The Chistmas alphabet di Robert Sabuda

L’ho ordinato su IBS insieme ad un altro milione di libri. L’ho comprato perchè mi allettava lo sconto (il 70%) e anche perchè mi piaceva la copertina, così colorata. E’ arrivato a casa non in ottimo stato.Volevo rimandarlo indietro, perchè pensavo che il Malandrino non lo avrebbe considerato più di tanto, visto che non è per niente interessato al Natale, a Babbo Natale, a Gesù bambino e a tutto quello che circonda la festa che io amo di più in tutto l’anno (si nota il velo di polemica in queste mie parole? :-D ). Poi guardo il prezzo € 4,45. Per rimandarlo indietro devo andare in posta, fare la fila, spedire un pacco a mie spese e pagare comunque il libro se il pacco non giunge a destinazione. Chi me lo fa fare?
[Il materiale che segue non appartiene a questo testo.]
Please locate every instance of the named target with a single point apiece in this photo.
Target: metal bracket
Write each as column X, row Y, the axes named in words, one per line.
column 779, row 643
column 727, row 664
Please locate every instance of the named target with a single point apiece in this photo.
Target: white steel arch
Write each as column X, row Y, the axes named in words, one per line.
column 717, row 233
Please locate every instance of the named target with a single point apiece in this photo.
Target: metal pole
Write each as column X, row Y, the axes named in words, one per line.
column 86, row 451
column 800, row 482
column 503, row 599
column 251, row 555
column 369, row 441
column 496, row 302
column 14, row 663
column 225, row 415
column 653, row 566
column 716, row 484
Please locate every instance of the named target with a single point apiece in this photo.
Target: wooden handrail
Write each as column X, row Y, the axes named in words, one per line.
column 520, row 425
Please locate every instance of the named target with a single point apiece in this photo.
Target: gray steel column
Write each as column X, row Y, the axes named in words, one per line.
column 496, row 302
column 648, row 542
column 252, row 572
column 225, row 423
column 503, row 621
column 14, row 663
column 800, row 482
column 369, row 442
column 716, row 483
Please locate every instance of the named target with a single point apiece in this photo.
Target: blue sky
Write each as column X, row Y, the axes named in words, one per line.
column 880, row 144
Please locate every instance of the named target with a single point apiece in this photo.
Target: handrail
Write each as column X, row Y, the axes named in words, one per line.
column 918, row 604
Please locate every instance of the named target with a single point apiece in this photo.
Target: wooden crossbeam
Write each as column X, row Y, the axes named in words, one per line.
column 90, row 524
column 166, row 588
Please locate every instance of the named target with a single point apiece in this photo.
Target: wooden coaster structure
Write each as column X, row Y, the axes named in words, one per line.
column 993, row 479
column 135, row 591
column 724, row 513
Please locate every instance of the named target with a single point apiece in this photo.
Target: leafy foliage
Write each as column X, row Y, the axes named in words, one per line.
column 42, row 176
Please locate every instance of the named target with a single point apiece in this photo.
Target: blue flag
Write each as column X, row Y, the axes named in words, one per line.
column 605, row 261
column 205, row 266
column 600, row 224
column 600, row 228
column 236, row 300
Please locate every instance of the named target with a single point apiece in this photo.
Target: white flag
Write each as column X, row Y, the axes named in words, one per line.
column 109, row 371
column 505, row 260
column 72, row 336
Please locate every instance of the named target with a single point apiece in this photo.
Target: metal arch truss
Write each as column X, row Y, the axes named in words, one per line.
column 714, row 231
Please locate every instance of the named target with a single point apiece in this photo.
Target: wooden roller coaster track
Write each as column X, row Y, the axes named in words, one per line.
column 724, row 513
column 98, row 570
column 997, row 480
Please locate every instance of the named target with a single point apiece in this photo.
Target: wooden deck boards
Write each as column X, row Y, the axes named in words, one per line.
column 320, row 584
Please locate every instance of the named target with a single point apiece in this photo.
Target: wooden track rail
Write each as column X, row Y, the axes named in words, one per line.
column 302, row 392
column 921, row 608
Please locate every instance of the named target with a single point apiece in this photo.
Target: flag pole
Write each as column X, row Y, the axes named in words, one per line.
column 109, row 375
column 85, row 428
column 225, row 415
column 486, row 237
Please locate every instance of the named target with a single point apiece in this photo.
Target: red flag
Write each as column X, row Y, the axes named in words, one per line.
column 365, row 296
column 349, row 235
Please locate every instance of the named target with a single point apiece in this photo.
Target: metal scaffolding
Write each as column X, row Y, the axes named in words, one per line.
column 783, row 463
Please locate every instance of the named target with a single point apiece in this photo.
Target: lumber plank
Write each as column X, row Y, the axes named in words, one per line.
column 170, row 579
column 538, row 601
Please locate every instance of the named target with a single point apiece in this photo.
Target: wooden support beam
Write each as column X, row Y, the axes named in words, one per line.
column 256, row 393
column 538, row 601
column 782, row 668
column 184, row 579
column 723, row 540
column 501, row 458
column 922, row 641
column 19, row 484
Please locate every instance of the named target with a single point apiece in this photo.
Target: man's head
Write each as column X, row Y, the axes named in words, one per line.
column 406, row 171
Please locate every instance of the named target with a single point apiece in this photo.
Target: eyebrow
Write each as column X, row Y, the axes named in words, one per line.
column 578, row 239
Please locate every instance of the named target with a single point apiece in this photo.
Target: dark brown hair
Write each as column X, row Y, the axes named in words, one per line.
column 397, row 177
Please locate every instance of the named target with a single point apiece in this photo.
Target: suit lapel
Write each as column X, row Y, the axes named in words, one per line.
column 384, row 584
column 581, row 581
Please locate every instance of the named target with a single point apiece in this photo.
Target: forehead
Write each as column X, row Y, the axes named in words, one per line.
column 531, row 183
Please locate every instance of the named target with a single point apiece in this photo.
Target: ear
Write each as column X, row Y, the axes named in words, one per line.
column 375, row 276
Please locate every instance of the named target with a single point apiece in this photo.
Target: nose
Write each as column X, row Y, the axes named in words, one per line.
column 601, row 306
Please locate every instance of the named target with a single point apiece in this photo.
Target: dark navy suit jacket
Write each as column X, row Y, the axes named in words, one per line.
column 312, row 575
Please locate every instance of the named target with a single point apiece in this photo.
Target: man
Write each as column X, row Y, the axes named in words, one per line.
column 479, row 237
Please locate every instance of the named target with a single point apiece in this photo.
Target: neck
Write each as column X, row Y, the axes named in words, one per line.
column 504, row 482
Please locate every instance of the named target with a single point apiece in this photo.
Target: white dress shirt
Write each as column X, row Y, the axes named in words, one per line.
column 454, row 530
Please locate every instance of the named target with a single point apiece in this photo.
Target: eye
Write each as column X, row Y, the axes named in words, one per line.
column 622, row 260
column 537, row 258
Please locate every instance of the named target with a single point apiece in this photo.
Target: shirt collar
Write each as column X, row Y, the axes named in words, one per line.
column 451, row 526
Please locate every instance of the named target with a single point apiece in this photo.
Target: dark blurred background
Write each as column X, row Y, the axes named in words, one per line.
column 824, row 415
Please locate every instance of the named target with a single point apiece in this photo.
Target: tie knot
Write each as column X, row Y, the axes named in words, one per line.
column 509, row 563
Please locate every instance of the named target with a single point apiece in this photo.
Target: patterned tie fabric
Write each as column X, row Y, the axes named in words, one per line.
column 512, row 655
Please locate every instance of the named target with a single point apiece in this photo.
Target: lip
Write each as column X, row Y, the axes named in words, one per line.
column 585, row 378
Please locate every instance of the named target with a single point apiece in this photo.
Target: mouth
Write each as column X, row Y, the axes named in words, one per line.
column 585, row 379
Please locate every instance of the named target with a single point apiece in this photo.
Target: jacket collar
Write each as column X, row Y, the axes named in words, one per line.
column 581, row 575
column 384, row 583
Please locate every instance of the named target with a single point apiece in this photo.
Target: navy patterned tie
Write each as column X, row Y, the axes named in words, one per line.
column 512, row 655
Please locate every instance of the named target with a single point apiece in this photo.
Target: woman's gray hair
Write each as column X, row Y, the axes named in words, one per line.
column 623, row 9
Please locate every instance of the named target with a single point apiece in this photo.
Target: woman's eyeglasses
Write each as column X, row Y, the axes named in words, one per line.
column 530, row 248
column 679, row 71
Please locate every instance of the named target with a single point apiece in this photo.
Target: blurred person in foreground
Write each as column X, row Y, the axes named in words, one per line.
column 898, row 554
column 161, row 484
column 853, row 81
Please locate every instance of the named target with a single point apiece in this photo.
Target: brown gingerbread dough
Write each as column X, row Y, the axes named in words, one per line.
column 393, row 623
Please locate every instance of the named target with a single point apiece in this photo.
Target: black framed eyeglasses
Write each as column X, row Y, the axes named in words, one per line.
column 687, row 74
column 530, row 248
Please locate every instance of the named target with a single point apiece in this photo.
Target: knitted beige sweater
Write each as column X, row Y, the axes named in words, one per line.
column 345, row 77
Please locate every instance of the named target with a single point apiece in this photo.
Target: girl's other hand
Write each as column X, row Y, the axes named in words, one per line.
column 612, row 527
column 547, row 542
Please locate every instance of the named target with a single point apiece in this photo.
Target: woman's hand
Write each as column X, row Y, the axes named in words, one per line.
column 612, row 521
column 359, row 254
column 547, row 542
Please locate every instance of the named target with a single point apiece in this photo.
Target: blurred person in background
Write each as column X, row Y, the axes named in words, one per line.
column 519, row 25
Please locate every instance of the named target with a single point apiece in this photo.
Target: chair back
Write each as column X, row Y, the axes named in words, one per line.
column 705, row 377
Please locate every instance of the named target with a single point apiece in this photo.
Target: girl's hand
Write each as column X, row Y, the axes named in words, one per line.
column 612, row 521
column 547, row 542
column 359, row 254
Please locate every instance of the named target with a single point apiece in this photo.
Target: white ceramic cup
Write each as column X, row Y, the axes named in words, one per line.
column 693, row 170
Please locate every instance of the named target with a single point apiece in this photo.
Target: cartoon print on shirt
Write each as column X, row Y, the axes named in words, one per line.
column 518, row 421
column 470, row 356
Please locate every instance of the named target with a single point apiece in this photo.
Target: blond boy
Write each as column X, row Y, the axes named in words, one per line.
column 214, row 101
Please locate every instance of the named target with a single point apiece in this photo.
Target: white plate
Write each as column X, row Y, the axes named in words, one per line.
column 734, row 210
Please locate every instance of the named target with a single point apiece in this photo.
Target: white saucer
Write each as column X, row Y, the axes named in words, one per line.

Siccome non posso regalarlo, perchè sembra usato, decido di lasciarlo in giro, per vedere se il Malandrino raccoglie la sfida. E lui, dopo neanche 5 minuti che il libro è appoggiato sul mobile, lo punta e lo sfoglia. Su ogni pagina ci sono due finestrelle dai toni pastello che si aprono facendo emergere i pop-up con i simboli del Natale: campane, candele, pupazzi di neve, angioletti, pacchetti e fiocchi di neve. Ad ognuno di loro corrisponde una lettera dell’alfabeto che è l’iniziale di una parola in inglese. Lui ne è entusiasta. Adora le lettere e i pop up che si aprono per svelare l’immagine lo affascinano. Lo leggiamo insieme un paio di volte e già si ricorda il significato di quasi tutte le parole che legge. Di alcune di loro nemmeno io conosco la traduzione, così scopriamo che “manger” vuol dire mangiatoia e che “nutcracker” vuol dire schiaccianoci. Poi lo sfoglia e lo risfoglia da solo e mi chiede come si pronunciano le parole.

Dopo qualche giorno mi guarda e mi dice:
” Mamma ma perchè non hanno scritto la parola amore?”
“Mi sa che si sono dimenticati”
“Come si dice in inglese?”
“Love.”
“Senti mamma, qui in fondo c’è una pagina vuota, lo possiamo scrivere noi?”
“E il disegno lo fai tu?”
“Certo!”

Ancora non ha trovato l’ispirazione, ma a breve aggiornerò il post con le foto del suo capolavoro!

E dire che, dopo averlo aperto, non avevo dato a questo libro due lire. Forse per i toni pastello (che non amo particolarmente) forse per la sua semplicità. E invece The Christmas alphabet di Robert Sabuda è un libro che che ha saputo unire la magia del Natale alla scoperta dell’afabeto. Un libro che ha subito attirato l’attenzione di mio figlio. Che lo ha avvicinato alla lingua inglese. Che lo ha fatto riflettere sulla mancanza della parola “amore” in un contesto dove tutto dovrebbe parlare d’amore. Che ha tirato fuori (o meglio tirerà fuori) la sua creatività. Chi se lo sarebbe mai aspettato da un libro “danneggiato”.

Come dice sempre mio marito ogni volta che sottovaluto qualcosa “Non sottovalutare la potenza di Playstation”. Ma per fortuna questa volta la Playstation c’entra ben poco!

Buon Natale a tutte.

Con questo post partecipo al venerdi del libro di homemademamma. Le altre partecipanti le trovate qui.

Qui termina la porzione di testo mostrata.